Written and photographed by Rebekah Peppler
As you read, please enjoy my current fetishes throughout…
Giada, Nigella and Rachael are all doing it, heck even Thomas Keller is doing it. It glistens, it envelops, it’s like velvet on the tongue. Are we talking about the same thing here?

The phrase “food porn” sauntered into the spotlight via Frederick Kaufman’s aptly titled article, “Debbie does salad the Food Network at the frontiers of pornography.” Originally published in 2005 by Harper’s Magazine, the term quickly vaulted into our vocabulary through the likes of Anthony Bourdain and has definitively, and lasciviously, stuck.

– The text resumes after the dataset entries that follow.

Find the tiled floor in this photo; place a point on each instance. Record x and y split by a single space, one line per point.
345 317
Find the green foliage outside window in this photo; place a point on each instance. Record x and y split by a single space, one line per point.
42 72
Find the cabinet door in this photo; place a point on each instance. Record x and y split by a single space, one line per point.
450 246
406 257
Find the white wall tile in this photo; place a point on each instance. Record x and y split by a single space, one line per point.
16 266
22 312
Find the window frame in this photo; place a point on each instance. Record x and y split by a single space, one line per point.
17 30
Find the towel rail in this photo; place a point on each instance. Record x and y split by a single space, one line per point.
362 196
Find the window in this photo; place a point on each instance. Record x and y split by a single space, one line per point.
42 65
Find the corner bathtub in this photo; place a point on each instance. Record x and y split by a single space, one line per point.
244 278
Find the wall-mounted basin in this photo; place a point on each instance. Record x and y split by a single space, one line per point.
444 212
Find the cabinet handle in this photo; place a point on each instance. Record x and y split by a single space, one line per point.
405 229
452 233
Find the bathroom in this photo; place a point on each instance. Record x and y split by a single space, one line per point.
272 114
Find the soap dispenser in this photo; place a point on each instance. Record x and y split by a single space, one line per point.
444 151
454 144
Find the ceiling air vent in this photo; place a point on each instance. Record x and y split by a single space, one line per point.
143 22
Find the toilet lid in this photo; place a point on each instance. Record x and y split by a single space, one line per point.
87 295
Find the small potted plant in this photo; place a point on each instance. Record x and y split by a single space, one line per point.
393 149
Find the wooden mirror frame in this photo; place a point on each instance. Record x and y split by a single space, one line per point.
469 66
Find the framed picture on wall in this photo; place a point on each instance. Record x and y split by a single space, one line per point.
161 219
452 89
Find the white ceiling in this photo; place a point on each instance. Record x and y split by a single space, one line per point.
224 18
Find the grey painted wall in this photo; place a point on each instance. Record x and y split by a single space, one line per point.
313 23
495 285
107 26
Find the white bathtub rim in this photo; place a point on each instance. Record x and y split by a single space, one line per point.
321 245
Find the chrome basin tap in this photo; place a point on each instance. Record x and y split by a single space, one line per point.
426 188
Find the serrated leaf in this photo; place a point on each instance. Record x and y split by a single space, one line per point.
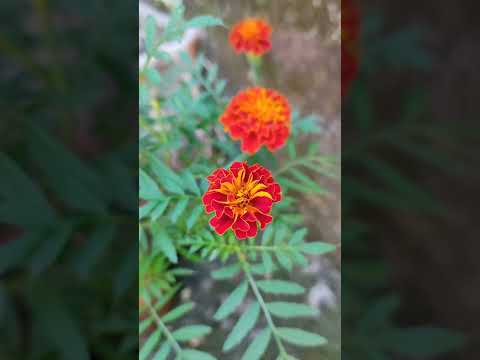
232 302
284 261
150 35
192 219
178 210
242 327
280 287
191 332
287 310
170 181
301 337
258 346
204 21
162 241
227 272
268 234
178 312
267 262
190 354
298 236
149 345
51 248
163 353
159 209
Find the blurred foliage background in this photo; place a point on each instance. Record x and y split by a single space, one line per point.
68 194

In Kaufman’s piece he works with a photographer (who based much of her career in the porn industry) to compare the striking parallels between porn films and Food Network shows. Especially startling is the analysis of camera techniques. Imagine Giada with her beguiling smile and trademark low-cut top squeezing a lemon – close-up on the curvaceous, dripping lemon, then Giada, back to the lemon – you get the picture.

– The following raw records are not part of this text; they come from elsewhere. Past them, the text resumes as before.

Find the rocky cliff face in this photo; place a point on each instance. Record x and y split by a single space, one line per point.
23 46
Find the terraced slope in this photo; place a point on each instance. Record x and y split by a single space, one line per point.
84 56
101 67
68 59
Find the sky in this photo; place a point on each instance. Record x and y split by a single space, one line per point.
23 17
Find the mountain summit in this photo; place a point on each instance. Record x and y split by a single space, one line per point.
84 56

Besides television’s seductive presentation of food, there’s the good old-fashioned photography. Not that we’re complaining. Who doesn’t love a beautiful shot of food? Whose lips do not part slightly while peering at the perfect composed covers of Saveur, Gourmet, Food & Wine and Bon Appetit?

A still of freshly-made pasta coaxed into shapely tortellini or a close-up of a juicy burger, cheese dripping off the perfectly formed patty onto its unfailingly plump bun. These shots are products of an ideal trifecta of light, focus and composition. Since food porn is a delight to sit back and enjoy as well as actively participate in (as I do on an markedly frequent basis) here’s a few starter tips:

1. Lighting is key. More precisely, natural lighting is key. Think of the sexiest times of day and use those as your ideal times to shoot. Morning’s hazy sun, slinking through the shades or early evening’s sultry shadow creeping into to steal the day away are both perfect moments to capture your creation on film.

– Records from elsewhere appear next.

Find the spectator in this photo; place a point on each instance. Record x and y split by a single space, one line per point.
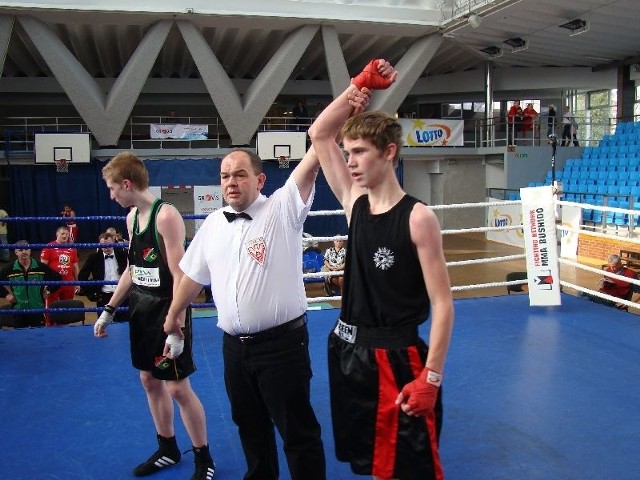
613 286
4 252
161 353
69 213
514 122
551 120
334 258
569 128
395 277
105 264
63 260
529 116
26 297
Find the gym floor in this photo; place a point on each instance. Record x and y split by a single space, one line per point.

2. Focus on something special in your piece. Isn’t it true that the small – sometimes lacy – details make all the difference? Whether it be the tip of that perfect berry atop your tartlette or the ripple of molten chocolate ganache languidly making it’s way down the edge of that triple chocolate layer cake, spotlight that special something and narrow your focus to get up close and personal.

3. Compose your piece to bring your viewer right in there with you. Take a bite out of that vivacious red velvet cupcake, leave just a few crumbs of a cookie lingering on the plate. Let your viewer feel like they could use their finger to swipe up the leftovers or finish what you started. Leave something to the imagination (just because it’s – food – porn doesn’t mean it can’t be a bit classy right?) Crop out the end of that croissant, remove a basket of overflowing tomatoes from the table full of them. Leave it up to the viewer to fill in the gaps – you know they want to.